CSOs play a critical and a catalytic role at the country level to agitate for systemic change, for example, when lobbying for national child helplines, or calling for the implementation of relevant National Action Plans. Youth delegates and others called for proper resourcing of coalitions and civil society movements to enable more advocacy to achieve change.

School level

“Some examples are the ‘ming vase’ of an ecosystem, but the majority of education systems are more like ‘Ikea crockery’”

The role of teachers at the centre of the issue of VIS, from agents of change, to witnesses and perpetrators was discussed at length. There was also recognition that teachers are incredibly overburdened. Specific suggestions around working more with and supporting teachers included:

  • Life-long training on positive discipline for teachers;
  • Awareness raising and education for teachers on the issue;
  • Incentives to change their behaviour, where needed e.g. awards, recognition;
  • Working with teachers to develop national codes of conduct, framed around the international code of conduct developed by Education International, and to support the dissemination and implementation of these codes of conducts across all schools in all communities;
  • Supporting them to have a greater voice in discussions on VIS.

Research and analysis into reporting systems both online (like examples in Tunisia and Peru) and offline, could be made accessible for all stakeholders to support innovation.

Attendees were keen to emphasise how violence is experienced from a child’s perspective. All approaches at a school level must be in coordination with efforts to end violence in all settings and contexts, from the home, on transport, in times and places of sport or religion, and increasingly online.

Digital safety was discussed at different times as a key emerging issue to address, whether that be the increase in cyberbullying or the increase in online learning, without an associated rise in regulation and protection efforts on those online platforms. Some institutions noted an increased focus on digital safety in some form and there was broad agreement on the need to learn more about this issue and increase efforts in this area.

Youth delegates emphasised the importance of creating, supporting and encouraging examples where young people are meaningfully consulted on developing their school’s operational culture and influencing how students experience schools.

Case study: Evidence of barriers to school-based interventions, Connect with Respect

Connect with Respect is grounded in research on violence prevention, gender norms, and the programmatic experience of school-based interventions. The programme was piloted in seven countries, and collected data on teachers’ perspectives and experiences from five countries (Thailand, Timor-Leste, Zambia, Eswatini and Tanzania).

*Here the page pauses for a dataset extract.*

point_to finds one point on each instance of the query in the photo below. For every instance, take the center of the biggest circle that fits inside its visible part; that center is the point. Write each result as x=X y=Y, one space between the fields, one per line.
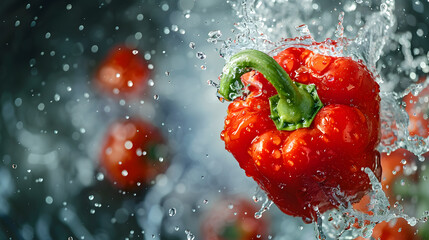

The following barriers to implementation were identified:

  1. Limited teaching time: teachers faced challenges due to insufficient time allocated for teaching the programme, preventing the completion of all activities.
  2. Behaviour management: Teachers experienced difficulties in managing student behaviour during programme activities, impacting the effective delivery of the programme.
  3. Large class sizes: The size of the classes posed a challenge to implementing participatory activities effectively within the programme.
  4. Sensitivity relating to culture and beliefs: Cultural beliefs and expectations created barriers to successfully implementing the programme.